MONTEIRO, Maurílio de Abreu. Apropriação de terras públicas e quimificação da produção no agrário amazônico: o caso da região de Carajás. In: Encontro Nacional de Economia Política, 29., 2024, Marabá. Anais [...]. Niterói: Sociedade Brasileira de Economia Política, 2024. p. 1-25.
O texto discute a conformação do agrário da região de Carajás, situada na Amazônia, ela apresenta uma economia agrária marcada por sua diversidade ecológica, histórica e social. Desde a segunda metade do século XX, observam-se conflitos e tensões relacionados à posse da terra, modos de produção e impacto ambiental. Este texto explora as rápidas mudanças nessa economia, destacando as relações entre agentes econômicos, instituições e usos da terra, assim como os impactos ambientais e as perspectivas de sustentabilidade regional.
As mudanças na economia agrária da região estão ligadas à apropriação de terras públicas e ao aumento do uso de insumos químicos, refletindo transformações estruturais profundas.

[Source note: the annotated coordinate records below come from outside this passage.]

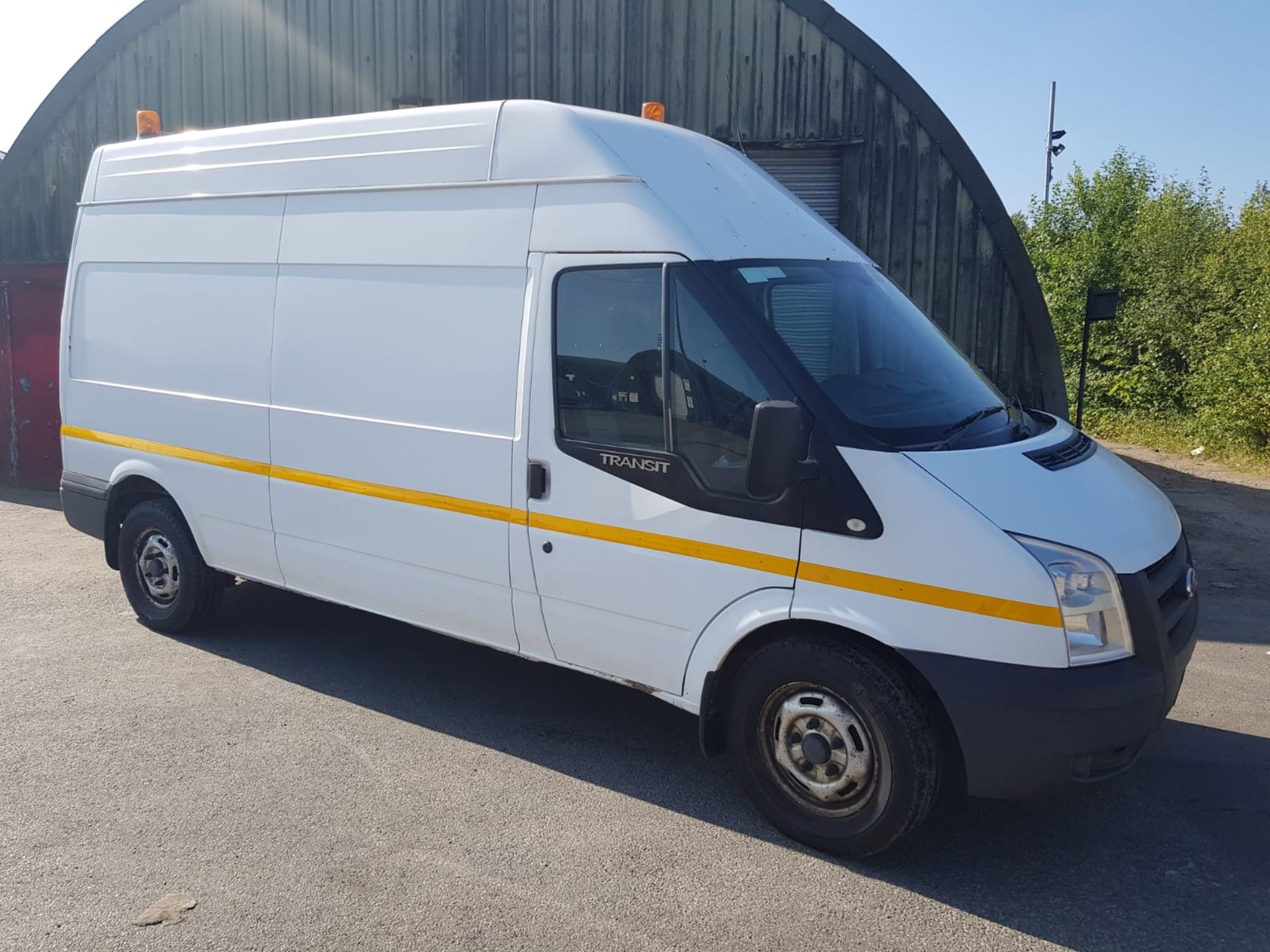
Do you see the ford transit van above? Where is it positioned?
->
[61,102,1198,855]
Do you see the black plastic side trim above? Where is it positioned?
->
[61,472,110,539]
[697,672,724,756]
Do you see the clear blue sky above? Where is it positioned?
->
[0,0,1270,211]
[832,0,1270,212]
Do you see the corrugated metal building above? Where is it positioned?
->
[0,0,1067,483]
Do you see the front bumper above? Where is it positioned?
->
[904,538,1199,800]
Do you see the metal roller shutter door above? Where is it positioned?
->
[745,149,842,227]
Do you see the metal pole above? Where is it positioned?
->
[1076,315,1091,429]
[1044,81,1058,204]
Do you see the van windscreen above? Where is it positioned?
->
[706,260,1030,450]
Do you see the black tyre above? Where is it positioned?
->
[119,499,225,635]
[728,636,943,858]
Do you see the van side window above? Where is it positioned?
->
[669,272,771,495]
[555,265,665,451]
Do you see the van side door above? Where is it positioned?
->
[526,254,802,694]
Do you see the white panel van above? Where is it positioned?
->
[61,102,1198,855]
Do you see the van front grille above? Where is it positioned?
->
[1146,537,1191,651]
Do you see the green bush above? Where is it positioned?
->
[1015,151,1270,458]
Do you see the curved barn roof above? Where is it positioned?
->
[0,0,1067,415]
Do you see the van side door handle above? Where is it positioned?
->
[530,463,548,499]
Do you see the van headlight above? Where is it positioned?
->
[1013,536,1133,665]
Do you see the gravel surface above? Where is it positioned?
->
[0,447,1270,952]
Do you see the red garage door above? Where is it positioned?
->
[0,264,66,489]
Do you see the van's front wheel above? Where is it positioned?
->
[118,499,225,635]
[728,637,941,857]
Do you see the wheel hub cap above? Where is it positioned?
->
[762,684,875,814]
[137,532,181,604]
[802,734,833,767]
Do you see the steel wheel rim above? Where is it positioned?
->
[136,530,181,608]
[758,682,878,816]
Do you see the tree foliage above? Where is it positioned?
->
[1015,150,1270,452]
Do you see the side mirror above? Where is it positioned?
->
[745,400,805,501]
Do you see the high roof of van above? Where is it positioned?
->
[84,100,863,260]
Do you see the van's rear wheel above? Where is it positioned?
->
[728,637,941,857]
[118,499,225,635]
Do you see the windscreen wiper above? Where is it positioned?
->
[932,404,1009,450]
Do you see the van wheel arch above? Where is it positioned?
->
[105,476,179,571]
[698,619,965,791]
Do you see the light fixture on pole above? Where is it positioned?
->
[1044,83,1067,204]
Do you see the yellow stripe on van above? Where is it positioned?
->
[268,466,525,523]
[530,513,798,579]
[62,425,1063,627]
[62,424,271,476]
[798,563,1063,628]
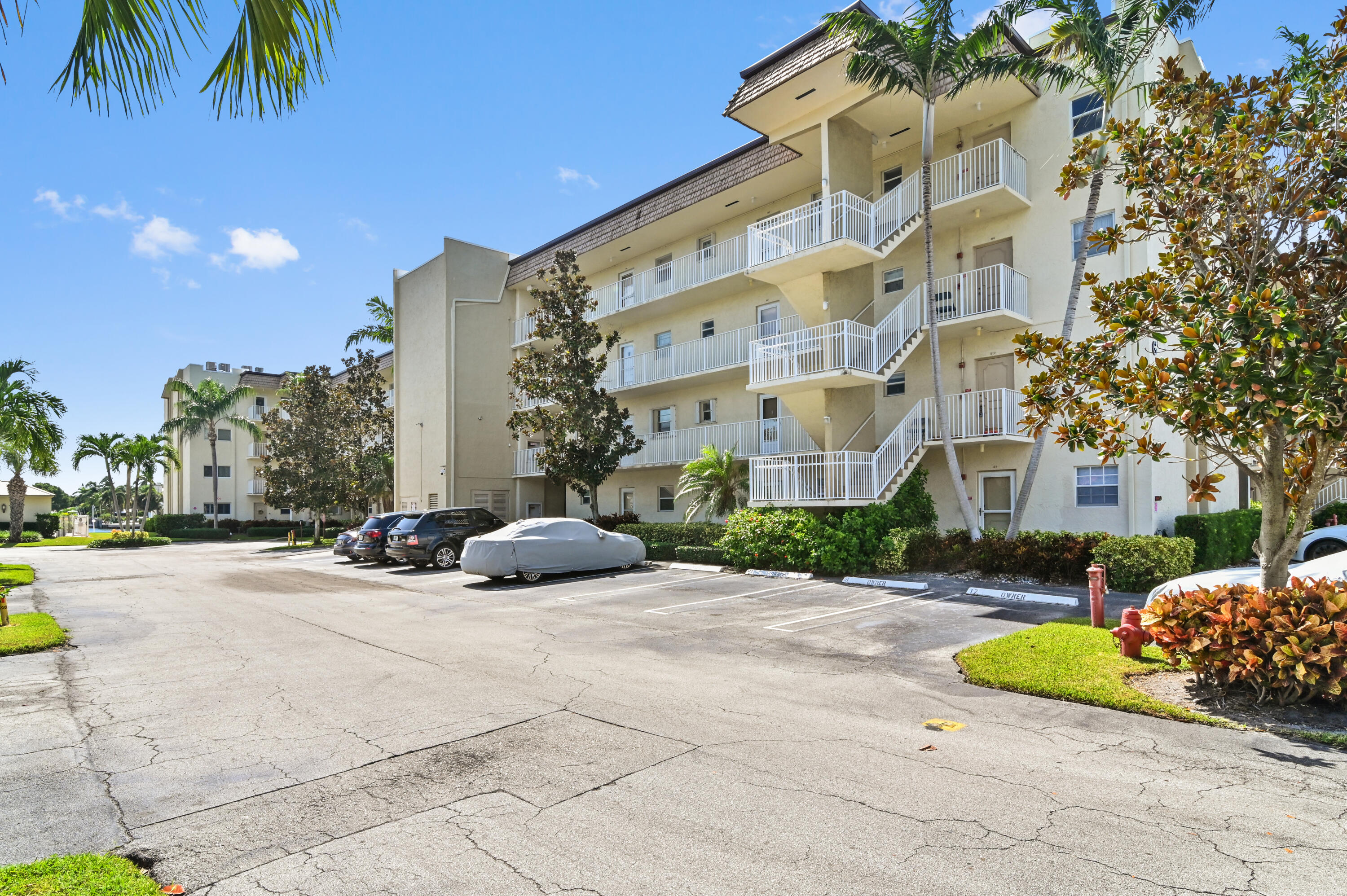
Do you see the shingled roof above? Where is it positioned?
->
[505,136,800,285]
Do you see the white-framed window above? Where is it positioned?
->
[1071,93,1103,137]
[1076,464,1118,507]
[1071,211,1114,260]
[884,268,902,295]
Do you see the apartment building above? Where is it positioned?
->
[395,4,1247,534]
[162,350,393,520]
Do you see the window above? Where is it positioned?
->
[651,407,674,432]
[1071,93,1103,137]
[1071,211,1113,260]
[884,268,902,295]
[1076,464,1118,507]
[880,164,902,193]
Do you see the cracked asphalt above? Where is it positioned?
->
[0,543,1347,896]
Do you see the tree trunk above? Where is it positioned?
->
[207,427,220,530]
[921,100,982,542]
[1006,166,1103,539]
[9,470,28,542]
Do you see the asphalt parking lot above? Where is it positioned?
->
[0,545,1347,896]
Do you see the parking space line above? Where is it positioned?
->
[762,592,944,635]
[645,582,832,616]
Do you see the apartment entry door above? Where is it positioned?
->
[758,395,781,454]
[978,470,1014,532]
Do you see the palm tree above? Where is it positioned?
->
[823,0,1020,539]
[675,444,749,523]
[0,358,66,542]
[70,432,127,519]
[990,0,1214,539]
[346,295,393,349]
[160,378,263,528]
[0,0,341,117]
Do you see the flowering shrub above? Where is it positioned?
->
[1141,577,1347,705]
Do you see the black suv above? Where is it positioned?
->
[387,507,505,570]
[354,514,407,563]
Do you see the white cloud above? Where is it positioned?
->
[556,167,598,190]
[131,214,197,259]
[32,190,84,218]
[222,228,299,271]
[89,199,144,221]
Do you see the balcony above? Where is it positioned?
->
[515,416,818,476]
[749,389,1033,507]
[748,264,1029,395]
[746,139,1029,284]
[602,314,800,395]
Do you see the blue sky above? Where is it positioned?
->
[0,0,1336,489]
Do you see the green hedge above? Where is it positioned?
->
[167,530,229,542]
[674,545,725,566]
[614,523,725,547]
[1175,509,1262,571]
[876,528,1109,582]
[1094,535,1196,593]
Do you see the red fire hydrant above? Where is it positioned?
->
[1086,563,1109,628]
[1109,606,1153,659]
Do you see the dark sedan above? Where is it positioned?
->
[387,507,505,570]
[354,514,407,563]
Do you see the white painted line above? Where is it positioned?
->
[842,575,931,592]
[552,574,729,602]
[762,592,931,632]
[967,588,1080,606]
[645,582,827,616]
[745,570,814,578]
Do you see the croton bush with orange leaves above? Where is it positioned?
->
[1141,577,1347,705]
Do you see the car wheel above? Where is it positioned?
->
[434,545,458,570]
[1305,538,1347,561]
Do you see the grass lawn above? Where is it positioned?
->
[0,854,159,896]
[956,619,1226,725]
[0,613,66,654]
[0,563,32,588]
[0,532,112,549]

A produção agrária é heterogênea e inclui dois principais tipos de agentes: produção camponesa, baseada no trabalho familiar, priorizando consumo e investimento familiar, e produção patronal, fundamentada no trabalho assalariado e orientada pela eficiência do capital e pela taxa de retorno. Entre 1996 e 2017, o valor bruto da produção agropecuária (VBP) cresceu substancialmente. Contudo, enquanto a produção patronal registrou um crescimento acelerado, a produção camponesa perdeu representatividade relativa.
A produção patronal destaca-se pela pecuária bovina, que representa a maior parte do VBP patronal, com forte especialização na produção de carne e leite, pela produção de grãos como soja e milho, intensamente dependentes de insumos químicos, e pela apropriação de terras, com destaque para municípios como São Félix do Xingu. Por outro lado, a produção camponesa, embora ainda relevante, enfrentou desafios. A pecuária bovina familiar aumentou sua especialização, mas manteve uma participação estável no número de pessoas ocupadas. As culturas temporárias, como mandioca e abacaxi, enfrentam limitações de produtividade, enquanto as culturas permanentes, focadas no cacau, mostram maior potencial de sustentabilidade ecológica, mas sofreram retração na área cultivada.
As políticas públicas favoreceram desproporcionalmente a produção patronal, refletido em maior acesso ao crédito, suporte financeiro e técnico para grandes produtores e ampliação do estoque patronal por meio da privatização de terras públicas. As transformações no uso da terra geraram impactos ambientais significativos, como a redução de florestas para dar lugar a pastagens e monoculturas e a quimificação da produção, com uso intensivo de agrotóxicos e adubos.
A pecuária bovina se consolidou como a principal atividade, enquanto a produção de grãos emergiu como uma nova trajetória. A elevada intensidade química dessas produções, contudo, aumenta a dependência de insumos extrarregionais. As trajetórias camponesas mantêm diversidade, mas enfrentam desafios de produtividade e sustentabilidade. A maior dependência de insumos químicos indica dificuldades em incorporar práticas mais sustentáveis.
Entre 1996 e 2017, a expansão da economia agrária de Carajás foi sustentada pela consolidação da pecuária bovina e pela expansão de culturas temporárias em bases patronais. Essas mudanças foram facilitadas por políticas institucionais que permitiram a apropriação de terras públicas e pela intensificação do uso de insumos químicos. Embora o crescimento econômico tenha sido expressivo, ele ocorreu frequentemente à custa de maiores desigualdades sociais e impactos ambientais. A dependência de insumos químicos e mecânicos reflete uma inércia produtiva, em que novas estratégias mais sustentáveis permanecem pouco exploradas. A região enfrenta o desafio de equilibrar crescimento econômico com práticas que promovam a sustentabilidade e a equidade social.